LESERKINO (3): Bild und Ton auf Champions-League-Niveau - echtes Live-Erlebnis

27.12.2019 12:58 Uhr von Jochen Schmitt

Als wir vor einigen Monaten Marcel Pawelczyks Heimkino-Vorführraum in Losheim besuchten, stand für uns fest, dass wir unseren Lesern dieses Erlebnis auf keinen Fall vorenthalten würden. Mit seinem bekannten Hang zum Perfektionismus hat der Besitzer der Firma „Automagie“ ein einzigartiges Kino auf die Beine gestellt – Sie dürfen gespannt sein!

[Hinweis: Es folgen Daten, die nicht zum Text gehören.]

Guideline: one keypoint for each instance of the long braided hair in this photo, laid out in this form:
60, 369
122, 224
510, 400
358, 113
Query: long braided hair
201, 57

„Wo wir schon einmal da sind, begutachten wir doch auch noch das Kino von Marcel in Losheim“, war unser Gedanke, als wir das Heimkino unseres Lesers Jim in Luxemburg besuchten. Was die Redaktion hier zu sehen und zu hören bekam, sollte, nach Marcels Worten, von seiner Vorführ-Installation in Losheim am See nochmals deutlich getoppt werden. Die Neugierde war gepackt, der Weg dahin nicht mehr so weit, so dass wir uns trotz fortgeschrittener Stunde ins Auto setzten, um ins benachbarte Saarland zu fahren.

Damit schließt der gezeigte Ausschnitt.